Ainsi en regardant ensemble des vues Pléstéchone (lire playstation) de son exposition Transmission Studies, au MAC, à Marseille, en 2003, séquencée en trois modules, Francesco Finizio confie avoir envie, rétrospectivement, de retirer les éléments imposants tels les chaises, les bureaux, les parois, les plateaux…pour ne conserver que ces listes, ces accumulations de tous petits modules en plastique, agencés sur une étagère incitant ainsi les autres à manipuler, à organiser, à combiner, selon la culture des jeux de plateaux (dames ou échecs) ou des premiers jeux d’arcade. L’attrait pour les possibilités de jeu — méthode de l’avancée, tactique du coup d’avance et procédé de renversement — est déjà partagé par les assemblagistes Wallace Berman (billard et cartes) et Marcel Duchamp : nous avons tou.te.s en tête cette célèbre partie avec Eve Babitz au Pasadena Museum à Los Angeles. Un avant-goût précoce pour l’assemblage, observons-nous, Francesco Finizio et moi-même, dans son atelier à Brest. En poursuivant avec le Centre de Tri Visuel (2001), une installation qui propose un espace pour le recyclage et la reconversion de la presse sur papier glacé, Francesco Finizio prend le temps de nommer et de détailler cet ensemble de boîtes en plastique qui s’empilent comme des modules de lego pour former alternativement des comptoirs, des assises, des socles tout en longueur sur lesquels la télévision diffuse des films auto-promotionnels… ou, encore, ces caisses de rangement qui permettent d’ériger des parois labyrinthiques redessinant sans cesse l’espace du CTV. Telle une préfiguration de Go Ghost !, on tourne autour, on pénètre différemment ces espaces qui, indifféremment, se dressent, s’abaissent. Un terrain de jeu infini où les socles ne font jamais autorité.

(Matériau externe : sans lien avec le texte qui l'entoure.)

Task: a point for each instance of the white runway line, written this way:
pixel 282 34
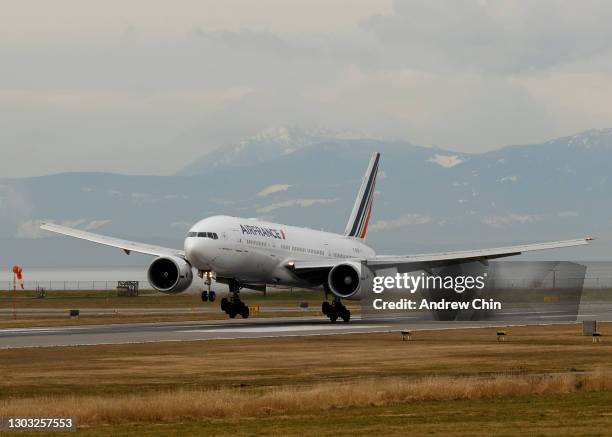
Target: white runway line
pixel 255 329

Les étagères, les comptoirs et les assises sont des fils conducteurs que l’on retrouve dans son installation XIO-P(p)ing Thing (2019). Dans l’espace d’une arrière-boutique, logée dans un passage marseillais6 , Francesco Finizio copie-colle les fonctions essentielles d’un aéroport (transit et contrôle des passager.e.s) et ses accointances avec notre temps à perdre en consommant, mangeant ou en regardant évoluer les autres dans un temps suspendu de l’attente. Cette idée de la rangée et de l’invitation à s’asseoir, nous la retrouvons dans Vision Center (2012). Un alignement de chaises disparates, sans caractéristique autre que l’étrange sentiment de banalité, met en scène une tension entre des écrans dématérialisés, réincarnés par des coussins, des paillassons, des plateaux et des potentiels regardeurs, regardeuses. Ici, on quitte le jeu de plateau des dames ou des échecs mais l’esprit tactique de la substitution, de l’évocation et de la métamorphose est conservé. Une sorte de mesmérisation par le corporate à l’image de cette colonne blanche recouverte de téléphones d’entreprises, au Museums of Bat Yam, à Tel Aviv, en 2015.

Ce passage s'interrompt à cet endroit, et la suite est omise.